Advances in Fuzzy Systems (Jan 2015)
A Collaborative Framework for Privacy Preserving Fuzzy Co-Clustering of Vertically Distributed Cooccurrence Matrices
Abstract
In many real world data analysis tasks, it is expected that we can get much more useful knowledge by utilizing multiple databases stored in different organizations, such as cooperation groups, state organs, and allied countries. However, in many such organizations, they often hesitate to publish their databases because of privacy and security issues although they believe the advantages of collaborative analysis. This paper proposes a novel collaborative framework for utilizing vertically partitioned cooccurrence matrices in fuzzy co-cluster structure estimation, in which cooccurrence information among objects and items is separately stored in several sites. In order to utilize such distributed data sets without fear of information leaks, a privacy preserving procedure is introduced to fuzzy clustering for categorical multivariate data (FCCM).
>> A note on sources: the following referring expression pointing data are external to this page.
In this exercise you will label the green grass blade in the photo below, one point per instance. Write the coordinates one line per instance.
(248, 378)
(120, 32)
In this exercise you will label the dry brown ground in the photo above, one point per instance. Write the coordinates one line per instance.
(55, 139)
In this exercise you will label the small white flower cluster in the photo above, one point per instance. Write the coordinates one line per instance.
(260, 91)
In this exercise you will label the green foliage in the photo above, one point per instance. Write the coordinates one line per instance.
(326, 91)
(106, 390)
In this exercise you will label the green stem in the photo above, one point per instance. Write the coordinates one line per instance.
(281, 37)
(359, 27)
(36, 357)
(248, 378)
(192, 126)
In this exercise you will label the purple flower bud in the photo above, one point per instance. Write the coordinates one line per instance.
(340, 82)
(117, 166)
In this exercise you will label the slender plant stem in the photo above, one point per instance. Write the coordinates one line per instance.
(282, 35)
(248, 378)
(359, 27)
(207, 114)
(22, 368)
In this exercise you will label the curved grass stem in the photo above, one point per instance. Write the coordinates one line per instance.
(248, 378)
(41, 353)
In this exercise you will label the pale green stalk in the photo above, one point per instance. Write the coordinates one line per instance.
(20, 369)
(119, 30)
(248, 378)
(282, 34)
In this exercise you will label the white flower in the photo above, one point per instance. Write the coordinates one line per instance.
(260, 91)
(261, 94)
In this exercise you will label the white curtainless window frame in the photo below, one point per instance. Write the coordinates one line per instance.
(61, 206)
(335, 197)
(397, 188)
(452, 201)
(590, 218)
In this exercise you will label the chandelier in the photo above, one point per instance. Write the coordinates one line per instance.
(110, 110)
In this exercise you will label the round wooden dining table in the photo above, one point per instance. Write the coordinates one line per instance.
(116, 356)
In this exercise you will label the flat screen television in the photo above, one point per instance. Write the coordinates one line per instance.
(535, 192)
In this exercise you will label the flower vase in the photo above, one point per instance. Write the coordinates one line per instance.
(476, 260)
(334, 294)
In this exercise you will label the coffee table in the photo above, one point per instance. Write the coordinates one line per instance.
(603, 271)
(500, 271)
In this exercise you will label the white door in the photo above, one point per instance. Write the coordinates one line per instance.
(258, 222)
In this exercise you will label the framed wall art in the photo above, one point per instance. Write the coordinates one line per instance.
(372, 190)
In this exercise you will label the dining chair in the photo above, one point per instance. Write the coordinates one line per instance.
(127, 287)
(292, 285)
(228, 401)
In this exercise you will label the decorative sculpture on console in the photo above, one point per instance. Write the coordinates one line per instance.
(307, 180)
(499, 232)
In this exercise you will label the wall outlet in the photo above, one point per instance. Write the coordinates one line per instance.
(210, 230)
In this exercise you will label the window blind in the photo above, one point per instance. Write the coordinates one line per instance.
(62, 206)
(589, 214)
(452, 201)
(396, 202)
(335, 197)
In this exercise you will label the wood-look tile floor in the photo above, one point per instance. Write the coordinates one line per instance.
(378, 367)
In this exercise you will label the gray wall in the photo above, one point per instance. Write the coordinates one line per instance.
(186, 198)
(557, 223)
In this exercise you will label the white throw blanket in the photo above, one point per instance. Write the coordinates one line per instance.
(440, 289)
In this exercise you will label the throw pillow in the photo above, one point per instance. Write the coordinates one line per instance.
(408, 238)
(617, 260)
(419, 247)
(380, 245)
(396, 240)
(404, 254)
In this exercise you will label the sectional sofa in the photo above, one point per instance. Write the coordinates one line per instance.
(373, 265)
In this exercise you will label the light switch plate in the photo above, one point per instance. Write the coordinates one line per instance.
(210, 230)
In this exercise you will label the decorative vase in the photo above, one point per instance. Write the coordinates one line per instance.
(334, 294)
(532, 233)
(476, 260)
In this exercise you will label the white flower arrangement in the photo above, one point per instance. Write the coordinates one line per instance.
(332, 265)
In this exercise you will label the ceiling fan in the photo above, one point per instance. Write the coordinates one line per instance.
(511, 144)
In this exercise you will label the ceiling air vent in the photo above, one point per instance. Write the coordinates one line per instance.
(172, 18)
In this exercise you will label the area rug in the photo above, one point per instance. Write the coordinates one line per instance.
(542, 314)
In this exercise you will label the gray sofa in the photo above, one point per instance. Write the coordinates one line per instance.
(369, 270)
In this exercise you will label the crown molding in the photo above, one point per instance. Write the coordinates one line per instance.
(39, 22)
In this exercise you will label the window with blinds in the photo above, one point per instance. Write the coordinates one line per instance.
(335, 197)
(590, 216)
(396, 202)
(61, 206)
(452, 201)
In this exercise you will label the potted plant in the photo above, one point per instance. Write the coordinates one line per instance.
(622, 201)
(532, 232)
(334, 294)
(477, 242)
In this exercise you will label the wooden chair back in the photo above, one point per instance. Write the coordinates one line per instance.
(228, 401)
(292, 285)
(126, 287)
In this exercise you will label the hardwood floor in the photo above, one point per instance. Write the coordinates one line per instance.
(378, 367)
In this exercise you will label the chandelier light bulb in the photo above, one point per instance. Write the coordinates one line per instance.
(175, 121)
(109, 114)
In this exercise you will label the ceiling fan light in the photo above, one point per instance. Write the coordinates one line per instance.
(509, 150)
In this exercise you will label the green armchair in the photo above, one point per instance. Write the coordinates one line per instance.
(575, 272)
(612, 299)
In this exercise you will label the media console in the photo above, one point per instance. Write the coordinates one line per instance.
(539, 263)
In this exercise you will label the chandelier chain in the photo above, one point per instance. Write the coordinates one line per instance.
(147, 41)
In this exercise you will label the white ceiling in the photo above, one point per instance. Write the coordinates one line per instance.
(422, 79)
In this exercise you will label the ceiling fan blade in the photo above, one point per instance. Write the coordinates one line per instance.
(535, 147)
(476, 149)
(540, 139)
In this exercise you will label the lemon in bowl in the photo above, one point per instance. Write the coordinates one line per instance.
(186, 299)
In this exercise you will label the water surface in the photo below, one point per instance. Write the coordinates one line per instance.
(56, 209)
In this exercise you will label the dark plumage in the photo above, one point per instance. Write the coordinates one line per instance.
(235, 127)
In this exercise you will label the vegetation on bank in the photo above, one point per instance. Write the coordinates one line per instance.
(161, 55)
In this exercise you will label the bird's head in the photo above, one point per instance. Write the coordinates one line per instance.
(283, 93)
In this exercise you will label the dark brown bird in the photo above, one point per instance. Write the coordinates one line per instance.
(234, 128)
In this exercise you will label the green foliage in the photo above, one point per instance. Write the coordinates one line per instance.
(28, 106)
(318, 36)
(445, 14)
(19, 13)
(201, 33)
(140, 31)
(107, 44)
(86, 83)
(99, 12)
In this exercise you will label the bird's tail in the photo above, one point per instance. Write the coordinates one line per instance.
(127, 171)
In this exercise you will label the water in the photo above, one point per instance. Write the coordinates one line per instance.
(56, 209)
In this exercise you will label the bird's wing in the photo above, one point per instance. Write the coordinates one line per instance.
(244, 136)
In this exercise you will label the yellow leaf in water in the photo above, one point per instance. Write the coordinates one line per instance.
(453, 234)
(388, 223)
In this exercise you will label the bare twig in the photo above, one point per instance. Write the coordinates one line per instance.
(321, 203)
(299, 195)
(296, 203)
Withholding each element of cooccurrence matrices, only object memberships are shared by multiple sites and their (implicit) joint co-cluster structures are revealed through an iterative clustering process. Several experimental results demonstrate that collaborative analysis can contribute to revealing global intrinsic co-cluster structures of separate matrices rather than individual site-wise analysis. The novel framework makes it possible for many private and public organizations to share common data structural knowledge without fear of information leaks.